You might try to track down a few people who use the site as an affirmations tool. I know NYCinephile has reshaped a lot of his goals so that he follows the happiness manifesto. He's also marked all of his daily goals, etc and I know that he does a lot ocf thinking about web-related stuff than I do. You could also contact some of the people who have open blogs about a topic that would otherwise be closed, like all those people who broadcast their financial data and withold their name. I found Millionaire Artist a few days ago, and I know I've seen others.

Why do I always write novels!?! Back to work!

so totally off the subject, but the weirdest thing just happened. i googled the word "who've" and your flickr page came up as the last hit on the first page of results. strange?

You're right, that IS pretty random. Who knew I had such sway over the word "who've". I should try to monetize that or something.

seriously! it's bound to be some kind of sign. a sign of... something...

It's a sign that I should open a bar/gallery. I interpret all coincidences as signs that I should open a bar/gallery basically.

But really, I think it's a sign that you search for strange things on Google. What were you looking for anyway? :)

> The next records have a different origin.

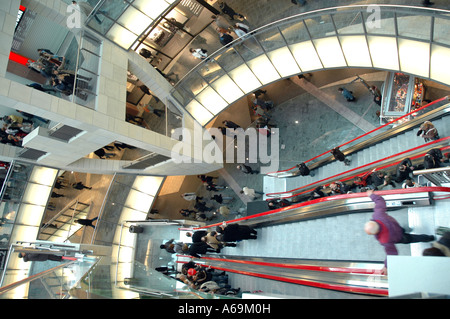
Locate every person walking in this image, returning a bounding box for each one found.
[216,222,258,243]
[330,146,350,166]
[219,1,245,20]
[72,182,92,190]
[189,48,208,60]
[364,190,435,275]
[236,164,259,174]
[240,186,264,200]
[394,158,415,183]
[75,217,98,229]
[19,253,77,262]
[211,194,233,204]
[417,121,439,142]
[338,88,355,102]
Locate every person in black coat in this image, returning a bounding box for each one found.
[395,158,414,183]
[330,147,350,166]
[75,217,98,228]
[189,241,219,258]
[216,223,257,242]
[186,230,208,243]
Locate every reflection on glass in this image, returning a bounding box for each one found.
[278,20,310,44]
[397,13,431,41]
[333,10,364,34]
[305,14,336,38]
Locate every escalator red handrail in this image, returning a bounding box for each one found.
[188,256,383,275]
[192,257,389,296]
[266,136,450,198]
[267,96,449,175]
[175,256,389,296]
[194,186,450,230]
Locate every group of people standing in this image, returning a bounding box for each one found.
[179,175,237,222]
[27,49,92,96]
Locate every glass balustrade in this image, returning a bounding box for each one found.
[172,5,450,125]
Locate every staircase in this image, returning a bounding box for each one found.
[264,112,450,198]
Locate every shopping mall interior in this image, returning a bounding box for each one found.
[0,0,450,300]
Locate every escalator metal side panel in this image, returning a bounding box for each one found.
[240,192,432,227]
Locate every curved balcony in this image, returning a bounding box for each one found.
[172,5,450,126]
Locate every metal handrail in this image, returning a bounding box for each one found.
[0,260,77,295]
[171,4,450,93]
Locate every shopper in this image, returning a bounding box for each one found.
[75,217,98,229]
[364,190,435,274]
[338,88,355,102]
[236,164,259,174]
[330,146,350,166]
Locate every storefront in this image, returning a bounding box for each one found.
[380,72,425,124]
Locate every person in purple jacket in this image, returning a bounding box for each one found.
[364,190,435,275]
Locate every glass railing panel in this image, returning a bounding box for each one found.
[198,60,225,83]
[278,20,310,44]
[362,9,395,35]
[96,0,130,20]
[433,17,450,45]
[255,28,286,52]
[0,258,96,299]
[234,36,264,61]
[172,85,192,105]
[333,10,364,34]
[181,72,208,96]
[214,48,244,72]
[397,13,431,41]
[87,15,114,34]
[305,14,336,38]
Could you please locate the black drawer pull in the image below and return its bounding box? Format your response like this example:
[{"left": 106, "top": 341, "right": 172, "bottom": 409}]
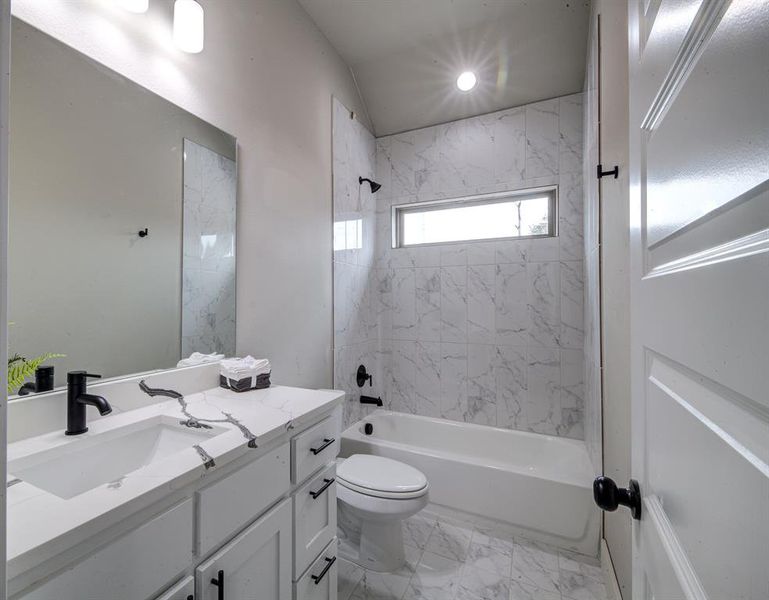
[
  {"left": 310, "top": 438, "right": 336, "bottom": 455},
  {"left": 310, "top": 477, "right": 334, "bottom": 500},
  {"left": 211, "top": 569, "right": 224, "bottom": 600},
  {"left": 311, "top": 556, "right": 336, "bottom": 585}
]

maybe *i* should open a bar/gallery! :)

i had seen the word "who've" in an email request i sent out last week, and it suddently looked funny. you know how that can happen. so i tried m-w.com, but it wasn't there. so i tried google to see if any reputable websites showed up as using the word. but your flickr page didn't even tell me why it was a hit! ?

accountability tools

(Hi. Got here via interimlover. This is interesting, hope you don't mind if I ramble a bunch.)

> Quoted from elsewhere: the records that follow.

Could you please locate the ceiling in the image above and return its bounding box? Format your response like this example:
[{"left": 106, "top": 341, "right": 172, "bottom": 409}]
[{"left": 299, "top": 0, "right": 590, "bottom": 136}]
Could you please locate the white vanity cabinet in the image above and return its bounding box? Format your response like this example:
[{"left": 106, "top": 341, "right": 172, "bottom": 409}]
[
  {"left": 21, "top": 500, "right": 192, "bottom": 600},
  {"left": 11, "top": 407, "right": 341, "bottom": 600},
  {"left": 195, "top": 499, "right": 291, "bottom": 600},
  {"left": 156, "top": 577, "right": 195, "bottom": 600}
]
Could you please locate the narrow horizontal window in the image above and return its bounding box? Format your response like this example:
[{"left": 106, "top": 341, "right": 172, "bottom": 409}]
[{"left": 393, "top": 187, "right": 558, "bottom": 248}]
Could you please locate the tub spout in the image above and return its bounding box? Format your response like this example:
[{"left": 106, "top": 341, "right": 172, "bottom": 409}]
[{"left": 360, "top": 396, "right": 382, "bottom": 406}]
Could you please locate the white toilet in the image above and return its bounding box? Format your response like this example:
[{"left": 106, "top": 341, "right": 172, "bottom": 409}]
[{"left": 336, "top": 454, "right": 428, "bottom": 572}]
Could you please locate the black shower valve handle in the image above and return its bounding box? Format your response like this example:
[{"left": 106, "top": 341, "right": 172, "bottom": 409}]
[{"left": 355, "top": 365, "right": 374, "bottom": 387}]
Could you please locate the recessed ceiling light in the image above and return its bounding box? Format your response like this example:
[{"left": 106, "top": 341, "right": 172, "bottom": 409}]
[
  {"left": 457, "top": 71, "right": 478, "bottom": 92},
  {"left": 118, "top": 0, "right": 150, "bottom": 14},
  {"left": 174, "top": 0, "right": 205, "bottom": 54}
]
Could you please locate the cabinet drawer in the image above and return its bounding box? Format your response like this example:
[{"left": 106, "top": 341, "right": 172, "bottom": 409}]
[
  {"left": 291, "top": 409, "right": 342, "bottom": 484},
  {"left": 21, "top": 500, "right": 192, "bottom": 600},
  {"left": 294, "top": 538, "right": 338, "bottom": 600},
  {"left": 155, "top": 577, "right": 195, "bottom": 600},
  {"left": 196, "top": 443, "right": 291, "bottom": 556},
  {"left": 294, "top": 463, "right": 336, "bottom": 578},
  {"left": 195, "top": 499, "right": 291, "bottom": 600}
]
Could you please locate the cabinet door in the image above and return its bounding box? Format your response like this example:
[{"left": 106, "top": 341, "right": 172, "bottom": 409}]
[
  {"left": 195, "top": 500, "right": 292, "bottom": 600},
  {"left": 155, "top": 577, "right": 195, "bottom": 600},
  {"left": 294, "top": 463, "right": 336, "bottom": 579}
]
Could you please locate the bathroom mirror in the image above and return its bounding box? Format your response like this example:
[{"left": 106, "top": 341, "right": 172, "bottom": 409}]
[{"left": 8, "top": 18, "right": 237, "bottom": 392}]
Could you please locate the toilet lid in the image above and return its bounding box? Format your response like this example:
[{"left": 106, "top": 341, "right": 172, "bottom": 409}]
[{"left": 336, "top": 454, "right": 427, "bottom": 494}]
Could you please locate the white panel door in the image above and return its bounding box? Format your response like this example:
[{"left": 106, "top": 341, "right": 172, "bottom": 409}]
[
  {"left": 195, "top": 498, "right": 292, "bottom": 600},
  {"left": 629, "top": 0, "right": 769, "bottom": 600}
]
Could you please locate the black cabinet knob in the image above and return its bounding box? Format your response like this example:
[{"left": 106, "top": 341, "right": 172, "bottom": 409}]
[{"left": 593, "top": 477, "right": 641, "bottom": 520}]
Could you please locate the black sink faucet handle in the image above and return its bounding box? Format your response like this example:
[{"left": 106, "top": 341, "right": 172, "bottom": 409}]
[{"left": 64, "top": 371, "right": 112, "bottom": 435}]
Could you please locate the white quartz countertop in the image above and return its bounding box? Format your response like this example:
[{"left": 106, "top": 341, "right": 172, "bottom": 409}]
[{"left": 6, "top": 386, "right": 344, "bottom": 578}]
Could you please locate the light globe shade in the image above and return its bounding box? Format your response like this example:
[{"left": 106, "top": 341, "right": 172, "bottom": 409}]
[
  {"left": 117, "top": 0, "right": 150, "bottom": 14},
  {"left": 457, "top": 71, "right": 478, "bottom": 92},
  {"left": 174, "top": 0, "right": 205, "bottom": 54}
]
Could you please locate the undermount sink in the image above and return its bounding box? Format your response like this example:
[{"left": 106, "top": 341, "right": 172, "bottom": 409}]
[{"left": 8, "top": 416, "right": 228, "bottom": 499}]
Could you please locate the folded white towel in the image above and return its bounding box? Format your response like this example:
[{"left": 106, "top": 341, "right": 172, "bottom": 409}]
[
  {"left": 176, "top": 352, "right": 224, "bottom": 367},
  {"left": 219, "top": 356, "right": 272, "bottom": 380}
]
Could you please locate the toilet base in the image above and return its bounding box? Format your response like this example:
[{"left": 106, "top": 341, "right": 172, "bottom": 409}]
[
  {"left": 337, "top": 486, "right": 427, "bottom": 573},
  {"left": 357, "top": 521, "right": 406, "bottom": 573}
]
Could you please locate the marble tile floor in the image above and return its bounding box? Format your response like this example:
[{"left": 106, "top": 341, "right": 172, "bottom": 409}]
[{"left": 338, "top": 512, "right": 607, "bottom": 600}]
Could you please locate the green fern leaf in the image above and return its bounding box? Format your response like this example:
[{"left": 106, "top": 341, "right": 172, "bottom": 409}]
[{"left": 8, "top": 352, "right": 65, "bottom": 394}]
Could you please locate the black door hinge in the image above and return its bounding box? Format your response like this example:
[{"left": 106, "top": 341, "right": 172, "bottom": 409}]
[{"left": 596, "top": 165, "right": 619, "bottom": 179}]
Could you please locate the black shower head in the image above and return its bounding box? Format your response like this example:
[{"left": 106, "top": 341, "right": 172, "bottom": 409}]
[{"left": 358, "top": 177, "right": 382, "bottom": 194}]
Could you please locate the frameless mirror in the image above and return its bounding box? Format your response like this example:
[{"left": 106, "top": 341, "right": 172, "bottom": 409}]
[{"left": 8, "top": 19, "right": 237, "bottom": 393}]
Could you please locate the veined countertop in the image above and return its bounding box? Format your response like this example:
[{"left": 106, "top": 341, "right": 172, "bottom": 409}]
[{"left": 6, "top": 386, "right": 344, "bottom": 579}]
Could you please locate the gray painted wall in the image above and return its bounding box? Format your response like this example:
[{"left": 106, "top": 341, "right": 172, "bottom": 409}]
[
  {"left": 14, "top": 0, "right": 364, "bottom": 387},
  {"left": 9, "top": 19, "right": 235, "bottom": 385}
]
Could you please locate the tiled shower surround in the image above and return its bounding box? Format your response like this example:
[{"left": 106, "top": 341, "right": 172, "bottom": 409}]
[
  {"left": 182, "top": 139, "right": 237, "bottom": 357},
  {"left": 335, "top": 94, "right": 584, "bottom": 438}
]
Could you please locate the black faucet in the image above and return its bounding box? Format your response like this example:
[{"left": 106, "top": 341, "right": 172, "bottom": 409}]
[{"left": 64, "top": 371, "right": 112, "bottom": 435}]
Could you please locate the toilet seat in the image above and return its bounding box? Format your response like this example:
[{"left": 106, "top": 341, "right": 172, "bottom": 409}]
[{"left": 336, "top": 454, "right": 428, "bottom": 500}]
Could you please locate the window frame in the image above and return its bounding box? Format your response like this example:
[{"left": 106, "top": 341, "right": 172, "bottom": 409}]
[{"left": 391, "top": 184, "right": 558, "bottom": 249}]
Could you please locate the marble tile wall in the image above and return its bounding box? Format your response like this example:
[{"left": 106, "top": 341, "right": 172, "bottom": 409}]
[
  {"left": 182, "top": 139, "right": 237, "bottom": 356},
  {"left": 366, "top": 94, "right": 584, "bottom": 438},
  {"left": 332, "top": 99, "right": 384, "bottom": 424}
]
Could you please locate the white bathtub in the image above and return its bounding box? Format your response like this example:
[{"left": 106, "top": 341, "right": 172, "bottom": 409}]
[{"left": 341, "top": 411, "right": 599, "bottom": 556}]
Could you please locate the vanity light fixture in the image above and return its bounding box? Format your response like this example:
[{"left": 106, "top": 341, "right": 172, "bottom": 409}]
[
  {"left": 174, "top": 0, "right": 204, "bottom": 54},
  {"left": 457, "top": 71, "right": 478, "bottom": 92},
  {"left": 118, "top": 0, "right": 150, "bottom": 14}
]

There's definitely some link between public declarations and accountability, but I also think there are some distinct scenarios here that deserve separate attention.

There's a difference between shared goals and personal goals. In a work or group project context, writing down who's going to do what helps, but in the end it'll be the consensus, the shared expectation, or exercise of authority that makes things happen. With personal goals, what happens when you state your goals publicly? The best outcome, I think, is if you draw others to share your goal, so they help you achieve it by adopting it.

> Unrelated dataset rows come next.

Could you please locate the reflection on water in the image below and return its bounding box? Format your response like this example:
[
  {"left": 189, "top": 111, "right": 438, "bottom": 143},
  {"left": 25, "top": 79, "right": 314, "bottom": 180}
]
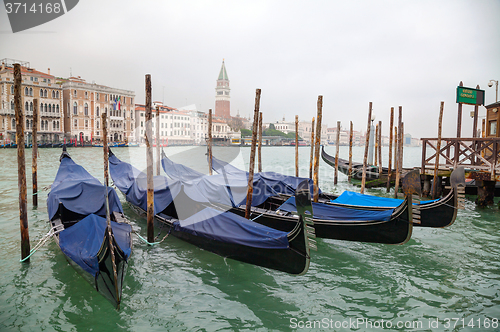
[{"left": 0, "top": 147, "right": 500, "bottom": 331}]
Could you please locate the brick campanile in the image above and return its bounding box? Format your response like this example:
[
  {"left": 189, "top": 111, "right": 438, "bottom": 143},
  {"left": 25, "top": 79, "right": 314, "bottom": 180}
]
[{"left": 214, "top": 60, "right": 231, "bottom": 119}]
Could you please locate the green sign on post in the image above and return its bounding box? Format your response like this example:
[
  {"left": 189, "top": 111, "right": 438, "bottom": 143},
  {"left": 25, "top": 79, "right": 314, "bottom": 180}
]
[{"left": 457, "top": 86, "right": 484, "bottom": 105}]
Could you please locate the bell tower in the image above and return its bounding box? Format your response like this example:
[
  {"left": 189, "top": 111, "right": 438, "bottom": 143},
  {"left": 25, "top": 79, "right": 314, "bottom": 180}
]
[{"left": 214, "top": 59, "right": 231, "bottom": 119}]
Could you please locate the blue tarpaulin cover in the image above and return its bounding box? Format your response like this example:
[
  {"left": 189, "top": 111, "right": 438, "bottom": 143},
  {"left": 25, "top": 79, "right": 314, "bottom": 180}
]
[
  {"left": 59, "top": 214, "right": 132, "bottom": 277},
  {"left": 47, "top": 157, "right": 123, "bottom": 220},
  {"left": 162, "top": 156, "right": 278, "bottom": 206},
  {"left": 174, "top": 208, "right": 288, "bottom": 249},
  {"left": 332, "top": 191, "right": 439, "bottom": 208},
  {"left": 278, "top": 197, "right": 394, "bottom": 221},
  {"left": 212, "top": 156, "right": 321, "bottom": 195}
]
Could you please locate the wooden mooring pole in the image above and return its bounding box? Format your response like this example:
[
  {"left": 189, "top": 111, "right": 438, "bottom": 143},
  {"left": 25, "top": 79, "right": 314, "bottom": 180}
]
[
  {"left": 146, "top": 74, "right": 155, "bottom": 243},
  {"left": 295, "top": 115, "right": 299, "bottom": 177},
  {"left": 14, "top": 63, "right": 31, "bottom": 262},
  {"left": 313, "top": 96, "right": 323, "bottom": 202},
  {"left": 207, "top": 108, "right": 212, "bottom": 175},
  {"left": 309, "top": 116, "right": 314, "bottom": 179},
  {"left": 432, "top": 101, "right": 444, "bottom": 199},
  {"left": 386, "top": 107, "right": 394, "bottom": 192},
  {"left": 333, "top": 121, "right": 340, "bottom": 184},
  {"left": 31, "top": 98, "right": 38, "bottom": 207},
  {"left": 257, "top": 112, "right": 262, "bottom": 172},
  {"left": 347, "top": 121, "right": 353, "bottom": 182},
  {"left": 378, "top": 121, "right": 382, "bottom": 178},
  {"left": 245, "top": 89, "right": 261, "bottom": 219},
  {"left": 394, "top": 106, "right": 403, "bottom": 198},
  {"left": 457, "top": 81, "right": 464, "bottom": 139},
  {"left": 361, "top": 102, "right": 372, "bottom": 194},
  {"left": 156, "top": 105, "right": 160, "bottom": 175}
]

If this doesn't happen, what does sharing the goal accomplish? For some, merely having made a commitment may be enough to help with follow-through, whether it's simply because you keep to your word, or because of a sense of shame. But if there's no active participation from other people, reminding you of the goal, there's really no accountability being created.

For those who have trouble moving forward, accountability is only going to work if there's someone at the other end. And how do you get people to care about your goals when they don't share them? Your friends may care about some of your goals, but they're not going to nag you on whether you got the bathroom cleaned.

So I think the key is: how does this vision for accountability help you find other people who care, and/or who are going to hold up the other end of the accountability?

One way to find them is to find people with shared interests. (Someone who'll sign up for the marathon too and thus train with you, someone else who needs to diet, etc.) Another way might be to merely find an "accountability buddy", as a mutual exchange. We both want to stick to something that the other doesn't care about, but we'll make a mutual deal to check in with each other.

So there are several things here you could build to create accountability tools: 1. community forums where you can proclaim your goals and look for others to adopt them and collaborate. 2. a place to find people with the same interest, who want to approach it together. 3. a way to find accountability buddies who'll hold you accountable in with you in return for the same favor from you, regardless of the topic.